People from all over Ancient Greece visited the city to receive guidance from the famous Delphic oracle Pythia. During the classical Greek period the city became the shrine to the god Apollo after he slew the Python.
Delphi was also a center of the arts, education, literature, and trade. Located in the center of Greece, it was often called the "navel center of the world".
Delphi was also home to the Pythian Games, one of the most famous athletic competitions in early Greece. Rhodes The city-state of Rhodes was formed in BC on a Greek island when three smaller cities Ialyssos, Kamiros, and Lindos decided to unite and make one large city. The city was prosperous for hundreds of years due to its prime location as a trade port.
The city was famous for its shipbuilders as well as its giant statue called the Colossus of Rhodes. It was a statue of the Greek Titan Helios and it stood over feet high. Interesting Facts about the Greek City-State People living in Ancient Greece did not think of themselves as "Greek", but as citizens of their city-state.
For example, people from Corinth considered themselves Corinthians and people from Sparta considered themselves Spartans. The Michigan State University mascot is the Spartan.From antiquity until the nineteenth century, there have been two types of state: macro-states, each dotted with a number of cities, and regions broken up into city-states, each consisting of an urban center and its hinterland.
What made Greek city-states pull together to fight such a mighty empire?
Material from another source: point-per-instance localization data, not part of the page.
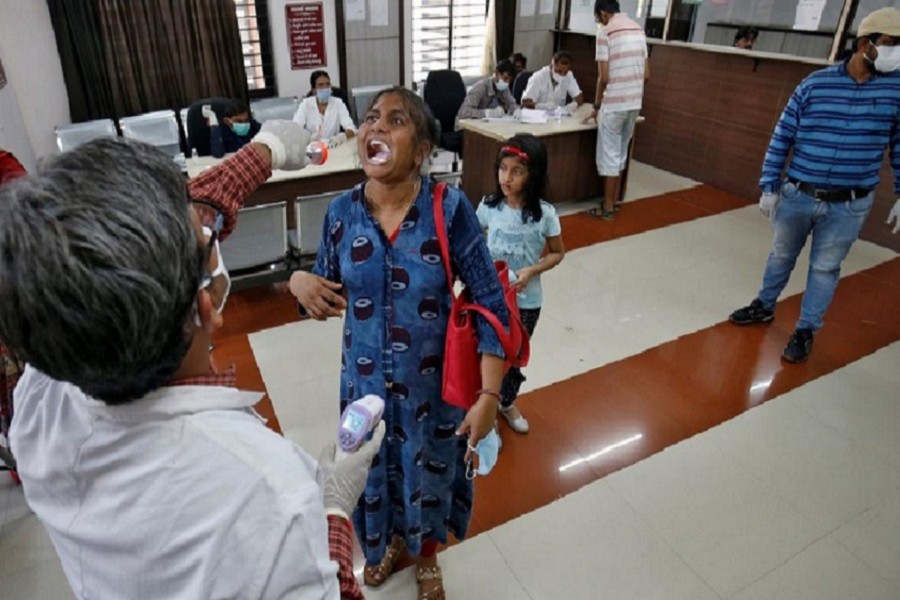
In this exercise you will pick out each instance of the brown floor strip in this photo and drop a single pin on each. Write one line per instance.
(643, 215)
(664, 395)
(672, 392)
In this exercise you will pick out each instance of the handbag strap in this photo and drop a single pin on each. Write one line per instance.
(504, 336)
(441, 227)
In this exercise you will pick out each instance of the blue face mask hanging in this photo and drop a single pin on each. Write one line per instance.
(486, 450)
(323, 95)
(240, 129)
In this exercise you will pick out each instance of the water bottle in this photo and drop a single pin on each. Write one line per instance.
(317, 152)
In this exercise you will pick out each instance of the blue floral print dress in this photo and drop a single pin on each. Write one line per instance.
(393, 344)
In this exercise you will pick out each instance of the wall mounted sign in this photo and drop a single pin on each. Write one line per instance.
(306, 35)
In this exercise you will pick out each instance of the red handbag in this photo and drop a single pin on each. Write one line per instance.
(462, 362)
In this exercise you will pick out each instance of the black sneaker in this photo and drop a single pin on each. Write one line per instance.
(754, 313)
(799, 346)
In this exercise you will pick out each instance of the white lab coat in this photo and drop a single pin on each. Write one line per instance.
(181, 494)
(327, 125)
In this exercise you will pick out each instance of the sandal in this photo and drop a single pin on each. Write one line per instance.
(376, 575)
(430, 575)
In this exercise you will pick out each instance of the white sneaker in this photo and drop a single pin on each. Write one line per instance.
(518, 424)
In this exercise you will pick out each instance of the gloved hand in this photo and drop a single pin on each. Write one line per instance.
(210, 115)
(767, 204)
(337, 140)
(345, 479)
(894, 216)
(287, 141)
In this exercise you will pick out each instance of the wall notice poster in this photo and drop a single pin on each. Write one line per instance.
(809, 14)
(306, 35)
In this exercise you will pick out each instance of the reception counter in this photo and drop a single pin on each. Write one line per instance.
(710, 112)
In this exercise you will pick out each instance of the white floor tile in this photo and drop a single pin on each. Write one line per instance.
(874, 537)
(860, 401)
(45, 581)
(824, 571)
(645, 180)
(25, 544)
(810, 464)
(727, 525)
(590, 545)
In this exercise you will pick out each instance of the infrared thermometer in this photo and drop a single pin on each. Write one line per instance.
(358, 420)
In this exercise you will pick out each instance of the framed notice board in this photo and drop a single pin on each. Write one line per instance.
(306, 35)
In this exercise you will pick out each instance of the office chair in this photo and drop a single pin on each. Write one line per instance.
(158, 128)
(274, 108)
(197, 128)
(72, 136)
(444, 94)
(519, 85)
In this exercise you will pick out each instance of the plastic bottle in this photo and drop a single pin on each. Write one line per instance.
(317, 152)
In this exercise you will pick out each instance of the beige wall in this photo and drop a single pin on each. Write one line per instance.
(35, 99)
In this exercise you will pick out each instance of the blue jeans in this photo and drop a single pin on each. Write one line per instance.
(834, 227)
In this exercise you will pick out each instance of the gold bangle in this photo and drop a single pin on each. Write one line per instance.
(488, 393)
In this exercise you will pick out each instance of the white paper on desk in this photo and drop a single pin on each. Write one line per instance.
(526, 8)
(659, 9)
(532, 115)
(355, 10)
(378, 13)
(809, 13)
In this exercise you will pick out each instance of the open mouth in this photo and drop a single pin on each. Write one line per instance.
(377, 152)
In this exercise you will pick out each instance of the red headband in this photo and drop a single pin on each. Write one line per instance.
(514, 150)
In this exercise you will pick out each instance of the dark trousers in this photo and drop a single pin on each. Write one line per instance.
(509, 390)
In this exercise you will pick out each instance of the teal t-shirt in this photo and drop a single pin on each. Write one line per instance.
(519, 244)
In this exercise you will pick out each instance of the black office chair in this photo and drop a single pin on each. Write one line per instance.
(198, 130)
(444, 94)
(519, 85)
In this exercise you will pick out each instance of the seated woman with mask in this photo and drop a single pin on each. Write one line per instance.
(237, 132)
(323, 114)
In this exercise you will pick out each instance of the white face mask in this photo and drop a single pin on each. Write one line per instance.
(220, 270)
(888, 59)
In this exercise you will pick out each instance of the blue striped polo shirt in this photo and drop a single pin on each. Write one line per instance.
(838, 130)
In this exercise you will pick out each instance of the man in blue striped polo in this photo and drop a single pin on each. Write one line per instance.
(838, 122)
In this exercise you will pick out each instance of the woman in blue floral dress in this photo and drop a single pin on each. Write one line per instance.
(379, 265)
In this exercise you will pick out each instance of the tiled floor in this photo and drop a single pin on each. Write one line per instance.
(672, 455)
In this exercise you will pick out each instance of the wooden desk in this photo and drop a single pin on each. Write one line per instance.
(571, 155)
(341, 171)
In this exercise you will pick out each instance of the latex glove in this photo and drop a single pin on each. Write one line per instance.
(337, 140)
(210, 115)
(894, 216)
(767, 204)
(345, 479)
(287, 141)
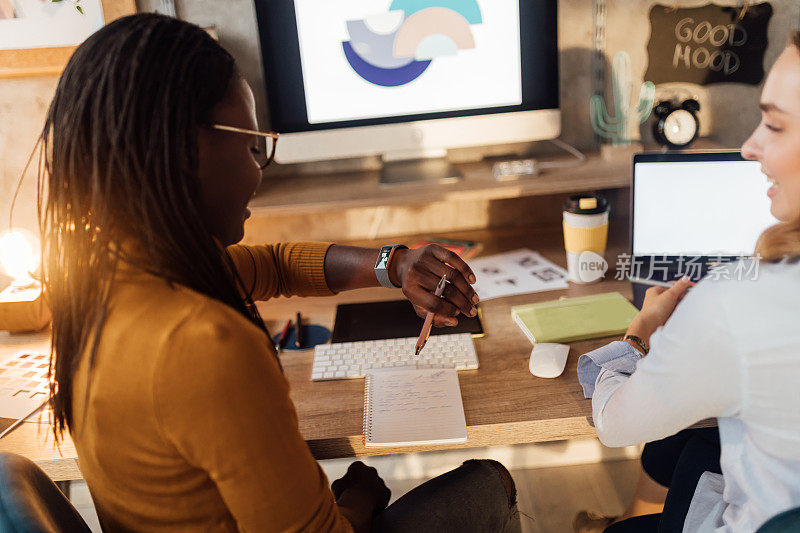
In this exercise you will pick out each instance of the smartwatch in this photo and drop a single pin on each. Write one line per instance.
(382, 265)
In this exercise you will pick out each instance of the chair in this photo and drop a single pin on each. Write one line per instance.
(785, 522)
(31, 502)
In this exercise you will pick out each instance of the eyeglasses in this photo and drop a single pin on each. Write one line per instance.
(264, 153)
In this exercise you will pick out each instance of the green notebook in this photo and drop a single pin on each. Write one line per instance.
(575, 319)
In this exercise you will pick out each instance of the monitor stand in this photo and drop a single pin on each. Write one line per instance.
(418, 169)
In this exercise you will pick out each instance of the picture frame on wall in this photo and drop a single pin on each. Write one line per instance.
(37, 37)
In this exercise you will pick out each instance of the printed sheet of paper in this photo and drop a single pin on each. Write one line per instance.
(517, 272)
(24, 386)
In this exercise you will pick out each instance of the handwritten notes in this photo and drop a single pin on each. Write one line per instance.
(709, 44)
(410, 407)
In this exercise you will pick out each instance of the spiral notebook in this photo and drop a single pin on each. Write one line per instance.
(413, 407)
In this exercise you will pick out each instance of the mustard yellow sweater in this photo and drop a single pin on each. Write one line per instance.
(188, 424)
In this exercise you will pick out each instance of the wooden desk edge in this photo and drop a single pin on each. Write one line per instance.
(477, 437)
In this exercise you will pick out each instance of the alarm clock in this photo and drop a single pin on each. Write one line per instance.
(676, 127)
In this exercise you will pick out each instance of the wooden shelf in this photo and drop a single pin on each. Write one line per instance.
(311, 193)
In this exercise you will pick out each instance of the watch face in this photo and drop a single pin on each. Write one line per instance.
(383, 259)
(680, 127)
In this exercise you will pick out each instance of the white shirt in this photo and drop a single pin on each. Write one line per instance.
(731, 350)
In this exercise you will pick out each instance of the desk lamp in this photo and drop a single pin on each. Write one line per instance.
(22, 307)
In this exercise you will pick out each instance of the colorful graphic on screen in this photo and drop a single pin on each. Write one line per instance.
(395, 48)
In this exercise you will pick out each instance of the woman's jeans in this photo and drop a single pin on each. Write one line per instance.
(477, 496)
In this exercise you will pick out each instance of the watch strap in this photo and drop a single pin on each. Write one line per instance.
(383, 273)
(640, 344)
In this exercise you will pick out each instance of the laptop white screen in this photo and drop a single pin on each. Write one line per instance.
(705, 208)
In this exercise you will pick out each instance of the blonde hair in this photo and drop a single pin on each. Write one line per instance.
(782, 240)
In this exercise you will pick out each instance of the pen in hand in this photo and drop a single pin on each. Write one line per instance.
(426, 327)
(298, 332)
(284, 335)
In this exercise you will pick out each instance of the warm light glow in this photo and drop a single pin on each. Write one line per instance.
(19, 255)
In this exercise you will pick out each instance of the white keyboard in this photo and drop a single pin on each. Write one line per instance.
(354, 359)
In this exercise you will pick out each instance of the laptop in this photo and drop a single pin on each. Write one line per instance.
(691, 211)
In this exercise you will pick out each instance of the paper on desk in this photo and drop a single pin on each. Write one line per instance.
(517, 272)
(24, 385)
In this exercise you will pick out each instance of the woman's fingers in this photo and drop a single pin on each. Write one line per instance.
(455, 278)
(446, 256)
(444, 310)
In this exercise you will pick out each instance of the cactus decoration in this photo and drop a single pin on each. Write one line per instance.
(617, 128)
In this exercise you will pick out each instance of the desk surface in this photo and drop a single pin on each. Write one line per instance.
(503, 402)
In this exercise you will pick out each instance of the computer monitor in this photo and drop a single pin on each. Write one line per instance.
(408, 79)
(698, 205)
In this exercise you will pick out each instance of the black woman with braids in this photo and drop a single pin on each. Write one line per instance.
(164, 374)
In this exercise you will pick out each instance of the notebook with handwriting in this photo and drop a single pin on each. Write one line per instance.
(413, 407)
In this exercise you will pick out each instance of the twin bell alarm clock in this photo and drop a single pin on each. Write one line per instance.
(676, 126)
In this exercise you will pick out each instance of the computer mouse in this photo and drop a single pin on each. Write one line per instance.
(548, 359)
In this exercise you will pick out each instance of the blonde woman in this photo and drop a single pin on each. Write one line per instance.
(730, 351)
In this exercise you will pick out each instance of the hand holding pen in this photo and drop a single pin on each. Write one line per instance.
(426, 327)
(419, 271)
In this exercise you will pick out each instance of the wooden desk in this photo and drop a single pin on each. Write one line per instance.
(503, 402)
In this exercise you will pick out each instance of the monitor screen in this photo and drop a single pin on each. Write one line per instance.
(699, 207)
(337, 64)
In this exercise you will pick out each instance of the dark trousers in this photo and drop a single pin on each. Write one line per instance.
(676, 462)
(479, 496)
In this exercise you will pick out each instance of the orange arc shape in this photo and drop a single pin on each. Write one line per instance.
(432, 21)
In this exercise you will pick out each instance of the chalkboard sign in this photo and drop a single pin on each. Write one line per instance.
(709, 44)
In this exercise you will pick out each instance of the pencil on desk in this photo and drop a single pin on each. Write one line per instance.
(651, 282)
(426, 327)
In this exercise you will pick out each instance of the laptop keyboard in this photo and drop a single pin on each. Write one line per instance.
(353, 359)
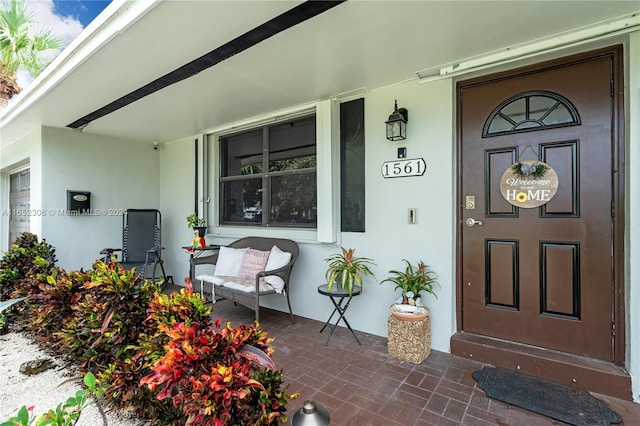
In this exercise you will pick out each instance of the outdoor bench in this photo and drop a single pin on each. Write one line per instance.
(249, 268)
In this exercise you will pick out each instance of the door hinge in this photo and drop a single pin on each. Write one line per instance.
(611, 87)
(613, 209)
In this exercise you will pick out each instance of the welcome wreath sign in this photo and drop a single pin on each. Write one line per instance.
(529, 184)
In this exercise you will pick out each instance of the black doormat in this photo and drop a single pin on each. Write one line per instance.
(559, 402)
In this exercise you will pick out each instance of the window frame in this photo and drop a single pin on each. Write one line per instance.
(327, 174)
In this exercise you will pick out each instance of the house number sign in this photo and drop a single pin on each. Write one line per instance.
(404, 168)
(529, 184)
When it was over, why did Athens and Sparta fight against each other in the Peloponnesian War?
Find out more about ancient Greek wars, military strategies, and weaponry on this informative webpage from .
The Poli. Ancient Greece was not a unified nation, but a collection of city-states known as benjaminpohle.com is the plural of polis. Polis is often translated as city, but there was a very important difference between an ancient Greek polis and a modern city.
At one time in ancient Greek history, there were nearly 1, city-states on the Greek peninsula! To understand a city-state, think of the United States if there was no president, no Congress, no Washington DC, no federal laws that applied to all the people, only individual states.
Political activity and political thinking began in the cities and other states of ancient Greece, and terms such as tyranny, aristocracy, oligarchy, democracy and politics itself are Greek words for concepts first discussed in Greece.
The cities of Athens and Sparta were bitter rivals in ancient Greece. Geographically they are very close to each other, but have sometimes had very different values, lifestyles, and cultures. About The capital and largest city of Greece.
Known in Greek as Sparti. The city lies at the southern end of.